April 19, 2021


Inside the GOP's tense fallout with the big business lobby (Michael Warren, Manu Raju and Alex Rogers,  April 19, 2021, CNN)

"The National Chamber of Commerce effectively endorsed Nancy Pelosi for speaker in 2020," a senior House GOP aide said.

The Chamber has hardly abandoned the GOP. Just a few months ago, the organization released a TV ad with the Georgia Chamber of Commerce praising Republican Sens. David Perdue and Kelly Loeffler as the two were fighting to win runoff elections and maintain GOP control of the Senate.

But the general sense of alienation reflects the widening gulf between the business community and other parts of the Republican Party's coalition.

In addition to the reaction in corporate America to Georgia's new election law, which saw executives from hundreds of major companies sign a letter denouncing the legislation and several threaten to move business out of the state, there's been skepticism about big tech firms, criticism of the business community's support for more expansive immigration laws -- and a sense that major corporations have "gone woke" on political issues that have become articles of faith among Republicans.

Republican lawmakers have taken notice and staked out positions contrary to the broader business community's goals.
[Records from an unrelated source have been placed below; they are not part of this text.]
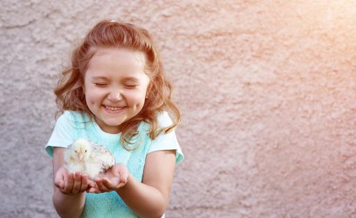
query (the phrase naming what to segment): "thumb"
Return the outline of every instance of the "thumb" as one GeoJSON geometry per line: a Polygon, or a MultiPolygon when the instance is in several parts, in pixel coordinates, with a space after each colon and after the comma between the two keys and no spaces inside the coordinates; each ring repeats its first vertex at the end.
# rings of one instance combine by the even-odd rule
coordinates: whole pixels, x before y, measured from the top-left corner
{"type": "Polygon", "coordinates": [[[64,175],[60,169],[57,171],[54,177],[54,185],[61,189],[64,188],[64,175]]]}

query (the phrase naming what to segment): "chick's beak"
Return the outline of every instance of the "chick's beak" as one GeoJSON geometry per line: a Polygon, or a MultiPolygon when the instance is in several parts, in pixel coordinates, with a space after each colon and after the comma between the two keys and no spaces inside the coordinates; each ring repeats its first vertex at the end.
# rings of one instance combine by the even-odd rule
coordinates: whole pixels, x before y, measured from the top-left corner
{"type": "Polygon", "coordinates": [[[81,160],[81,159],[83,159],[83,156],[84,156],[83,153],[82,153],[82,152],[78,153],[78,158],[79,159],[79,160],[81,160]]]}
This year, Sens. Tom Cotton of Arkansas and Mitt Romney of Utah proposed raising the minimum wage, along with mandating that employers enroll in E-Verify to ensure that their workers are legally working. Sens. Ted Cruz of Texas, Mike Lee of Utah, Josh Hawley of Missouri, Marco Rubio of Florida and Marsha Blackburn of Tennessee introduced a bill to remove the antitrust exemption for Major League Baseball. The National Republican Senatorial Committee has attacked Democratic candidates who've accepted corporate PAC money. And last month, Rubio endorsed a push by Amazon workers in Alabama to unionize, citing the online retailer's supposed "war against working-class values."